The purchaser decided not to complete and sought recovery of the deposit paid.

The decision of the Court at first instance (that in the absence of a contract the deposit must be repaid) was appealed.

The Court of Appeal however held that ownership of a deposit could pass even in the absence of a contract where that reflected the party’s intentions (i.e. that the deposit would be forfeited if the buyer didn’t proceed).  In the circumstances, the Court of Appeal concluded that the agreement reached between the parties was that ownership of the deposit had passed to the seller and that it was entitled to retain the deposit following the purchaser’s failure to complete. 
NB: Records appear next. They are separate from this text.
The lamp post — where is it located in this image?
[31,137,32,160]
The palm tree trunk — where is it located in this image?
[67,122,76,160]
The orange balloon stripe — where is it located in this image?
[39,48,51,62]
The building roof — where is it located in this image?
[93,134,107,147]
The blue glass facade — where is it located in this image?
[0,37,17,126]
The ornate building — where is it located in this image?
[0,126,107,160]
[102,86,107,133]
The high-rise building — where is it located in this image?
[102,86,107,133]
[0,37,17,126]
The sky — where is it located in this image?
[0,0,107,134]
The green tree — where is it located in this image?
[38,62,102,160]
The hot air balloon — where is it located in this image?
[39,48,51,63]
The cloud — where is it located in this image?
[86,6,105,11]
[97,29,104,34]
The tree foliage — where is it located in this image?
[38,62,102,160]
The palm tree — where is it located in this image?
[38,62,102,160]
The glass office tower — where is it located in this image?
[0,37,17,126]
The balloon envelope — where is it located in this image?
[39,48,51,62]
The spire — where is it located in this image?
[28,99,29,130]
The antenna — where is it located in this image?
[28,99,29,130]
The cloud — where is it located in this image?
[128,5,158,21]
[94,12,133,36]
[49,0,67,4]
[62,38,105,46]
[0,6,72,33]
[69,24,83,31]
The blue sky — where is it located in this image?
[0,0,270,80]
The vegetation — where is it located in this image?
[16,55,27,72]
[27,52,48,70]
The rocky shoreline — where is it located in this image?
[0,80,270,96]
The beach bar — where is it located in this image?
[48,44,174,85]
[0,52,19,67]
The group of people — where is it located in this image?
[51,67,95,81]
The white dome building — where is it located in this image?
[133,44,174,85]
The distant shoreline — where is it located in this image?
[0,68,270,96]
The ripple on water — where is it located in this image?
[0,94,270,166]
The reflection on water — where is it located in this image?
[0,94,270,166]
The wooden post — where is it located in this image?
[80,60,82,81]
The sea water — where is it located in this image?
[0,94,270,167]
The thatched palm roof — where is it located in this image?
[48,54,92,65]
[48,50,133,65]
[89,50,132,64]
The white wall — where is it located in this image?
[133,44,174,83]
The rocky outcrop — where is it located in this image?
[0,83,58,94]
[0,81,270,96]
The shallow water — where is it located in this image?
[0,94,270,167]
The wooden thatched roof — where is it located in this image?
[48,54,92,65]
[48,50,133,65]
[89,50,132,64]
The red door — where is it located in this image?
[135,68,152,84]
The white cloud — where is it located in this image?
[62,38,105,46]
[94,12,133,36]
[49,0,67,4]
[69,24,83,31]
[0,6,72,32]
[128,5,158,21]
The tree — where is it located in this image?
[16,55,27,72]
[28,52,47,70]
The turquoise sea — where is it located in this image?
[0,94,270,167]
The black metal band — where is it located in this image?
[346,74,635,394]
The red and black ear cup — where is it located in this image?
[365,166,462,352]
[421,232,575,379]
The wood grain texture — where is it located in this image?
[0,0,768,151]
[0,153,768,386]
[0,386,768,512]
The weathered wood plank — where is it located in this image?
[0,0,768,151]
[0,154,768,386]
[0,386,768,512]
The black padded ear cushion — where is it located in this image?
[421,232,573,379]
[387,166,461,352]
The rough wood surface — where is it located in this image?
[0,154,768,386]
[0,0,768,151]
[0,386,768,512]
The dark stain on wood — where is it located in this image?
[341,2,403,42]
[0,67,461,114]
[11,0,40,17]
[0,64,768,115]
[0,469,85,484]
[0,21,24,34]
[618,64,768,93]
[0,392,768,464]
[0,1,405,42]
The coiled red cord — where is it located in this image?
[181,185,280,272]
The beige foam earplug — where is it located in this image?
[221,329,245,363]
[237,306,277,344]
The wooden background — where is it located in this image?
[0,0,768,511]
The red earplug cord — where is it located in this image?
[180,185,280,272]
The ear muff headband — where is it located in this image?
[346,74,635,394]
This case emphasises the importance of having, at the very least, a clear (and written) agreement in place for the payment of any deposit in any land transaction.  The absence of such a document will, as happened in the Sharma case, often lead to disputes both as to the basis upon which a deposit was paid and the circumstance in which it might be repayable.

If you wish to discuss any of the issues raised in this blog please contact Mark Withers at mark.withers@parissmith.co.uk.

Forfeiture of Deposits

November 28th, 2011 by James Snaith

In the ordinary course of events, a buyer who pays a deposit upon the exchange of contracts will lose that deposit if it fails to proceed to complete.
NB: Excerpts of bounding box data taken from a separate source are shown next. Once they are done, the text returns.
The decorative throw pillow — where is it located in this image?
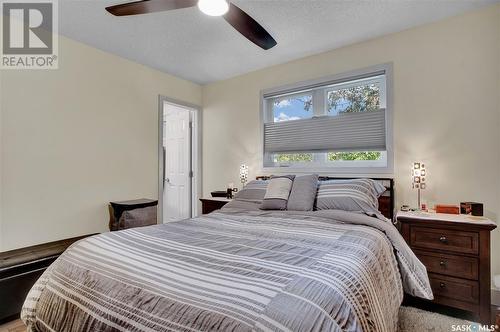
[286,174,318,211]
[223,180,269,210]
[234,180,269,203]
[316,179,386,216]
[260,175,295,210]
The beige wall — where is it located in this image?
[203,4,500,280]
[0,37,201,250]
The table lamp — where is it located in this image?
[240,164,248,186]
[411,162,426,210]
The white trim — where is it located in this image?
[260,63,394,175]
[157,95,202,224]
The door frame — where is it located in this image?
[157,95,202,224]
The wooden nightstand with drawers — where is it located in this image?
[396,212,496,324]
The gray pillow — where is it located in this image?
[316,179,386,217]
[260,175,295,210]
[286,174,318,211]
[234,180,269,203]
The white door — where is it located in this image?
[163,103,191,223]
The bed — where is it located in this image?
[21,178,432,331]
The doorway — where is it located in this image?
[158,96,201,223]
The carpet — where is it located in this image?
[399,307,479,332]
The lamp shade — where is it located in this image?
[240,164,248,184]
[411,162,427,189]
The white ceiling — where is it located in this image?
[59,0,498,84]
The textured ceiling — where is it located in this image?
[59,0,497,84]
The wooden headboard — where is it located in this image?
[256,175,394,220]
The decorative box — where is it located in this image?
[434,204,460,214]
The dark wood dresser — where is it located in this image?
[396,212,496,324]
[0,234,94,324]
[200,197,231,214]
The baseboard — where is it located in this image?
[491,288,500,306]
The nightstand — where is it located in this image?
[396,212,496,324]
[200,197,231,214]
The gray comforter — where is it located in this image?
[22,209,432,332]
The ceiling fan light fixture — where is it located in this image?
[198,0,229,16]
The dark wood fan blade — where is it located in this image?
[224,3,277,50]
[106,0,198,16]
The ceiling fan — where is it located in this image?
[106,0,277,50]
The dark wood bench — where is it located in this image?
[0,234,94,324]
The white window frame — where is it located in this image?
[260,63,394,175]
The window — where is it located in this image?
[262,65,392,173]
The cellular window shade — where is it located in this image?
[264,109,386,153]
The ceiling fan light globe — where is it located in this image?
[198,0,229,16]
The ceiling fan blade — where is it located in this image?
[224,3,277,50]
[106,0,198,16]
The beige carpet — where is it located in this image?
[399,307,477,332]
[0,307,484,332]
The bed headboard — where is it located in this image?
[256,175,394,220]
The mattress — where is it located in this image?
[21,209,432,332]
It is however possible for a Court Order to be obtained requiring the seller to return the deposit to the buyer even where the buyer has failed to observe its contractual obligations (and has failed to complete).

The discretion of the Court has in the past, been exercised where a deposit was considered to be excessively high (see the case of Workers Trust v Dojap Investments Limited).  There is also statutory provision (Section 49 of the Law of Property Act 1925) which provides that the Court may order the refund of a deposit where it considers it appropriate.
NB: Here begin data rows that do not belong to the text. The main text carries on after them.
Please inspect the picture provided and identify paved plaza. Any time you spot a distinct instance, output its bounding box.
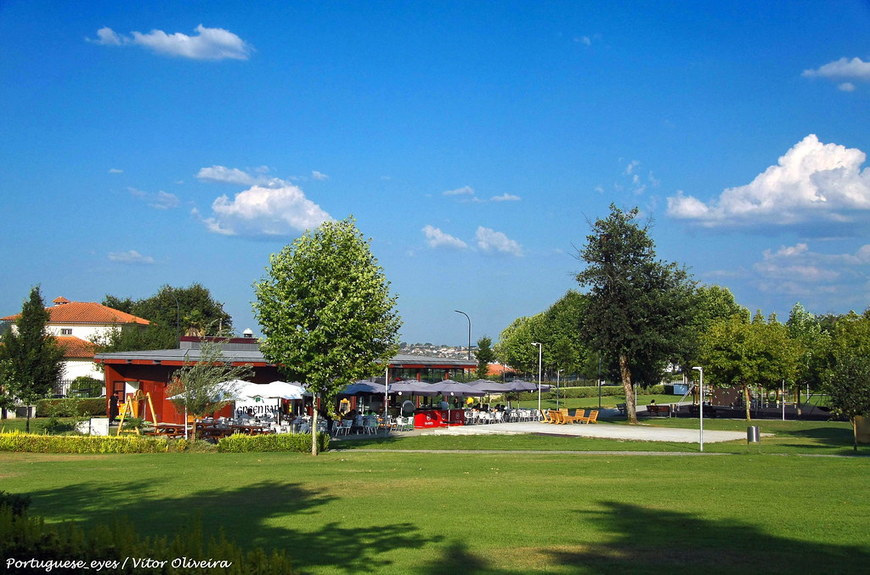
[420,422,746,443]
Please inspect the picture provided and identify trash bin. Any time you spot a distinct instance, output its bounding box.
[746,425,761,443]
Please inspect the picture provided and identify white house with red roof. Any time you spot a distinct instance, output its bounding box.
[0,297,151,395]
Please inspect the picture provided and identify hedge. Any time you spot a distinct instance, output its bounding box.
[36,397,106,417]
[542,385,665,399]
[0,431,329,454]
[0,504,296,575]
[218,433,329,453]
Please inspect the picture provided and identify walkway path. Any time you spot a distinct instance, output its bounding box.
[421,422,746,443]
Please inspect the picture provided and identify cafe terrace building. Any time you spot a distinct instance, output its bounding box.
[94,336,477,423]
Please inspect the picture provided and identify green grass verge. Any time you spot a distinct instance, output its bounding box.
[0,438,870,575]
[332,418,870,455]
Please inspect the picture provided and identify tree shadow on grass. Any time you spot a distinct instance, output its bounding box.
[547,501,870,575]
[29,481,440,573]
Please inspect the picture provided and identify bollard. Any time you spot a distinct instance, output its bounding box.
[746,425,761,443]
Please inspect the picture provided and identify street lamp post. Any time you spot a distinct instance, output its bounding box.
[453,309,471,361]
[532,341,544,413]
[692,367,704,451]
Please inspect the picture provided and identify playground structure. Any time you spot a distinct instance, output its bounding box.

The recent case of Amble Assets v Long Benton Foods concerned an application for repayment of a deposit (which in this instance concerned a company sale and amounted to 10% of the value of the property and 50% of the value of the processing equipment used in the business).  The court didn’t actually rule on the reasonableness of the deposit but appeared to take the view that it was reasonable given the commercial risk involved in the transaction.  This appears to reflect the fact that Courts take the view that the question of a deposit’s reasonableness won’t depend upon whether it reflects potential loss but rather whether it is reasonable in the circumstances of the transaction as a whole.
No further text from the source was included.